World-record holder Paul Biedermann of Germany qualified third and Australia's Cameron McEvoy was fourth. American standout Ryan Lochte only barely advanced to the semifinals in 13th.
"I'm glad that's over. That felt horrible," Lochte said, describing his swim as "a tactical disaster.
"I got to go a lot faster tonight," added Lochte, who finished fourth in London and Barcelona in this event after winning it at the 2011 worlds. "I didn't know I was going to be that close sneaking in. I kind of shut it down the last 10 meters. I won't be able to do that tonight."
Lochte's only other individual event is the 200 IM.
Yannick Agnel, the Olympic gold medalist and defending champion in the 200 free, is out injured.
Always the favorite in the 400, 800 and 1,500 free, Sun's best result in the 200 was silver at the London Games.
China's anti-doping agency revealed in November that Sun served a three-month ban earlier that year after testing positive for the banned stimulant trimetazidine. After his 400 win, Sun lashed out at the criticism stemming from his ban, saying it showed "a lack of respect."
In the men's 100 back, Mitchell Larkin of Australia qualified first in 52.50 with Olympic gold medalist and defending champion Matt Grevers of the United States second in 53.21.
"I noticed people were going pretty fast and I probably stepped up my effort more than I would have liked," Grevers said. "I've been able to win for a while and I want to keep that going."
Fresh off her doping ban, Yuliya Efimova of Russia got the crowd inside the Kazan Arena going by leading the 100 breaststroke heats in 1:06.31.

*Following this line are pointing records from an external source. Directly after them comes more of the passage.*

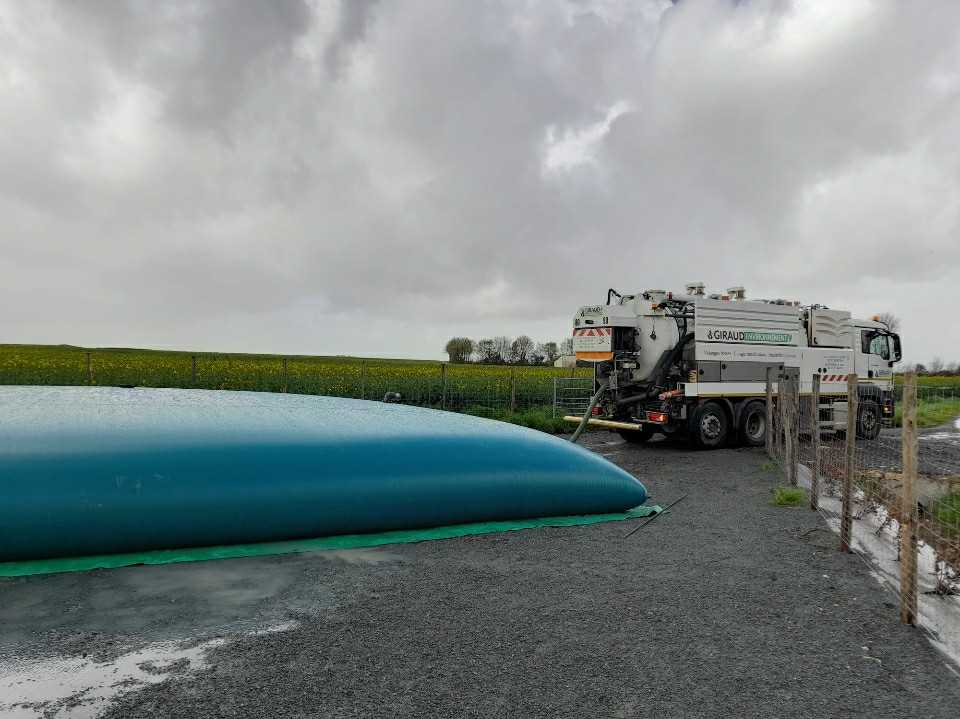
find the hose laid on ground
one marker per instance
(586, 415)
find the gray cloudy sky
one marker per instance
(370, 177)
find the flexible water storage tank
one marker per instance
(87, 470)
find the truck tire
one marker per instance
(868, 420)
(753, 424)
(636, 436)
(709, 426)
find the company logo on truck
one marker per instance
(750, 336)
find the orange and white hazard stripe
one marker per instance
(833, 378)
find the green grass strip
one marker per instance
(295, 546)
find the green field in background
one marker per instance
(418, 381)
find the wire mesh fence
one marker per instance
(890, 487)
(475, 388)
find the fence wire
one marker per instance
(891, 490)
(491, 390)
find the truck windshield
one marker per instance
(876, 344)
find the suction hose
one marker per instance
(586, 415)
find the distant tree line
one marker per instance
(520, 350)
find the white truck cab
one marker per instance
(696, 364)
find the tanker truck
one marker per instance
(695, 364)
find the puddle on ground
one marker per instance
(80, 688)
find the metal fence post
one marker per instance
(443, 385)
(781, 412)
(815, 441)
(846, 515)
(909, 518)
(794, 428)
(769, 432)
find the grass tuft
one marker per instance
(947, 512)
(931, 412)
(789, 497)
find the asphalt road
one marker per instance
(726, 606)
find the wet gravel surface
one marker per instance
(726, 606)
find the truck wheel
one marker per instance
(709, 426)
(753, 424)
(636, 436)
(868, 420)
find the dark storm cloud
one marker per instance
(372, 177)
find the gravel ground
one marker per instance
(726, 606)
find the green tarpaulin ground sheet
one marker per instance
(294, 546)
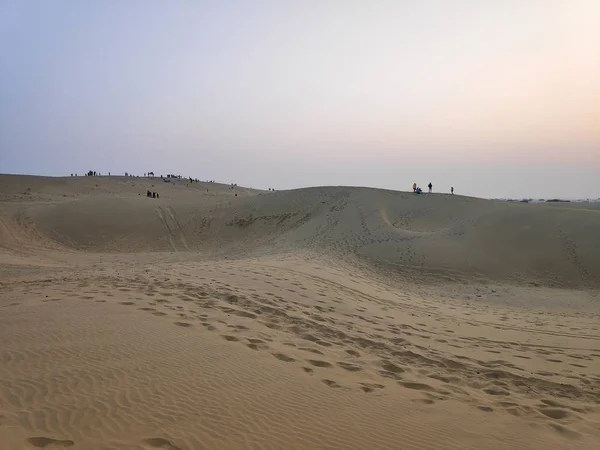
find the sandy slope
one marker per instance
(317, 318)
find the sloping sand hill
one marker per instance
(328, 317)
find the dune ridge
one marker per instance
(329, 317)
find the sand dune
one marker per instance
(330, 317)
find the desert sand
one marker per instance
(320, 318)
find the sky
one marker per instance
(497, 98)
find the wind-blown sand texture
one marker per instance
(321, 318)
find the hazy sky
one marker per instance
(495, 97)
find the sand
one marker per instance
(321, 318)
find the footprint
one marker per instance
(161, 443)
(416, 386)
(554, 413)
(43, 442)
(370, 387)
(485, 408)
(331, 383)
(283, 357)
(424, 401)
(319, 363)
(350, 367)
(495, 391)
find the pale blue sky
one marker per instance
(495, 97)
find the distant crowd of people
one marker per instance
(418, 190)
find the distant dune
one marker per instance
(453, 237)
(319, 318)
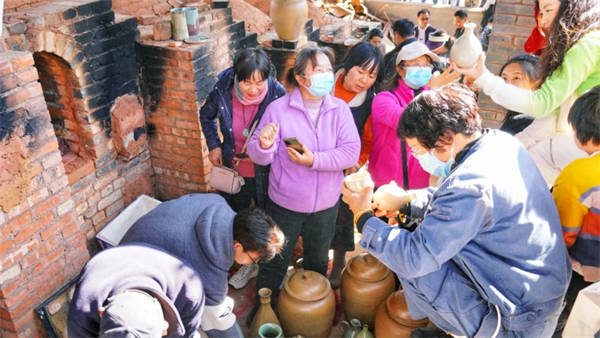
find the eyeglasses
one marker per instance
(252, 259)
(415, 65)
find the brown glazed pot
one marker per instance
(289, 18)
(265, 314)
(306, 305)
(393, 319)
(366, 283)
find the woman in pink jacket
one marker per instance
(387, 158)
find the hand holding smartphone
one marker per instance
(292, 142)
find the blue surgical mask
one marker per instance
(417, 77)
(321, 84)
(431, 164)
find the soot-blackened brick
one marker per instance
(104, 46)
(100, 34)
(70, 14)
(84, 10)
(104, 72)
(100, 7)
(81, 26)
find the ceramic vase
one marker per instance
(306, 305)
(289, 18)
(265, 313)
(393, 318)
(366, 283)
(179, 24)
(467, 48)
(192, 20)
(269, 330)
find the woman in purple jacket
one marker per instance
(304, 184)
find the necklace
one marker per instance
(245, 132)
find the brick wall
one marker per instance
(175, 83)
(513, 22)
(42, 241)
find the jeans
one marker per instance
(317, 229)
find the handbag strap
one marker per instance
(246, 143)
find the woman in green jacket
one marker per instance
(570, 67)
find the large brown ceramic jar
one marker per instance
(289, 18)
(393, 319)
(366, 283)
(306, 305)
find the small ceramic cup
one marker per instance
(357, 182)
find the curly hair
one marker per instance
(574, 20)
(436, 115)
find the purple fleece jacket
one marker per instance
(334, 141)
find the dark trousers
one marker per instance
(316, 229)
(245, 198)
(343, 240)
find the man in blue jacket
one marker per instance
(203, 230)
(136, 291)
(488, 259)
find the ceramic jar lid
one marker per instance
(398, 310)
(367, 268)
(307, 286)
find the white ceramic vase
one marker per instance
(467, 48)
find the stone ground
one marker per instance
(244, 298)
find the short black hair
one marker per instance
(584, 117)
(256, 231)
(373, 33)
(404, 27)
(434, 113)
(424, 10)
(461, 13)
(248, 61)
(301, 62)
(367, 57)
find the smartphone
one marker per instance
(292, 142)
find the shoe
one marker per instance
(243, 276)
(429, 333)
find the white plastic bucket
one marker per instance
(114, 231)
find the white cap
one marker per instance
(413, 51)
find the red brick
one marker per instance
(70, 230)
(42, 208)
(6, 289)
(5, 246)
(57, 227)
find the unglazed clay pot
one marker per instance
(467, 48)
(265, 314)
(390, 197)
(366, 283)
(393, 319)
(289, 18)
(306, 305)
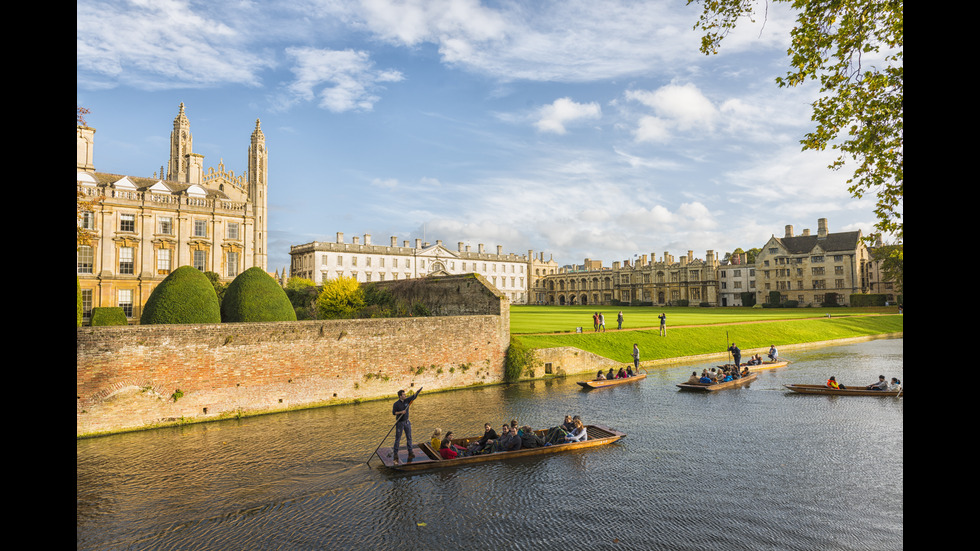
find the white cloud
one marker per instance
(341, 80)
(554, 117)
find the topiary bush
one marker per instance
(256, 296)
(108, 315)
(185, 296)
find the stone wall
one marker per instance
(249, 368)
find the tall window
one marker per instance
(127, 222)
(126, 301)
(163, 261)
(126, 265)
(199, 260)
(232, 262)
(86, 259)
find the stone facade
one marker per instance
(734, 278)
(143, 228)
(663, 282)
(807, 268)
(511, 274)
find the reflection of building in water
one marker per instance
(511, 274)
(690, 281)
(143, 228)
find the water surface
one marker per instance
(751, 468)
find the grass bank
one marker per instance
(551, 319)
(711, 339)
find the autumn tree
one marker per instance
(854, 49)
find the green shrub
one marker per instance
(108, 315)
(255, 296)
(342, 297)
(78, 289)
(185, 296)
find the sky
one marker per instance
(580, 129)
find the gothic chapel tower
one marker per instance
(258, 187)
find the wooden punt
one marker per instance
(760, 367)
(428, 458)
(595, 383)
(705, 387)
(826, 391)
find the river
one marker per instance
(750, 468)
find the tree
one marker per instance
(340, 298)
(860, 112)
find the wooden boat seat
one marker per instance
(431, 453)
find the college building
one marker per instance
(140, 229)
(511, 274)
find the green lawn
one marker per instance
(707, 329)
(556, 319)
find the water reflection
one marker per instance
(749, 468)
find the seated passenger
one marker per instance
(436, 440)
(880, 385)
(529, 439)
(578, 434)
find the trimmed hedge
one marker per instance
(108, 315)
(256, 296)
(185, 296)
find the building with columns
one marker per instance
(688, 280)
(145, 227)
(511, 274)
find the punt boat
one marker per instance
(596, 383)
(707, 387)
(827, 391)
(427, 458)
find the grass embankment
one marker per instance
(755, 330)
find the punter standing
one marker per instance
(403, 424)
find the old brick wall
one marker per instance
(261, 367)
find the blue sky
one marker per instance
(582, 129)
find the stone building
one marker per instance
(511, 274)
(143, 228)
(810, 268)
(735, 277)
(665, 282)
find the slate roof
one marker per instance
(803, 244)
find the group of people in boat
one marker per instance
(720, 374)
(510, 438)
(621, 374)
(882, 384)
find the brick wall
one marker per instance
(260, 367)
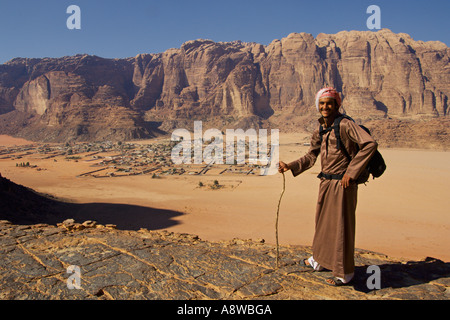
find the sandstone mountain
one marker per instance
(147, 263)
(382, 76)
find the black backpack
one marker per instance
(376, 165)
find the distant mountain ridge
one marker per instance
(82, 98)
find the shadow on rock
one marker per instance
(21, 205)
(402, 275)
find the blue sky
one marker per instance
(119, 29)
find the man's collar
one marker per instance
(324, 123)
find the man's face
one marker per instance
(328, 107)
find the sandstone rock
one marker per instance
(131, 265)
(380, 74)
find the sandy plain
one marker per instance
(403, 214)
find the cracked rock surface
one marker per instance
(36, 260)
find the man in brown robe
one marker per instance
(334, 238)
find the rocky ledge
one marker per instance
(100, 262)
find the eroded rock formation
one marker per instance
(380, 74)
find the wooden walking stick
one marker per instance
(278, 213)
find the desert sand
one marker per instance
(403, 214)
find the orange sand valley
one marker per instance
(403, 214)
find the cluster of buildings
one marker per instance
(110, 159)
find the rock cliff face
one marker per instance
(380, 74)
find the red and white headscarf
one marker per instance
(328, 93)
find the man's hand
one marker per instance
(345, 182)
(283, 167)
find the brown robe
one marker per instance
(334, 239)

"It's so nice being here. (The fans) helped me go faster," Efimova said.
Former world-record holder Jessica Hardy of the U.S. qualified third and current world-record holder Ruta Meilutyte of Lithuania won the final heat but advanced only fourth overall in 1:06.75.
Hardy and Efimova train together in California.
"It was cool seeing the reaction to Yuliya," Hardy said. "I know they're not cheering for me but I can feed off it."
Four finals were scheduled for later Monday on Day 2 of the eight-day meet: the men's 50 fly and 100 breast and the women's 100 fly and 200 IM.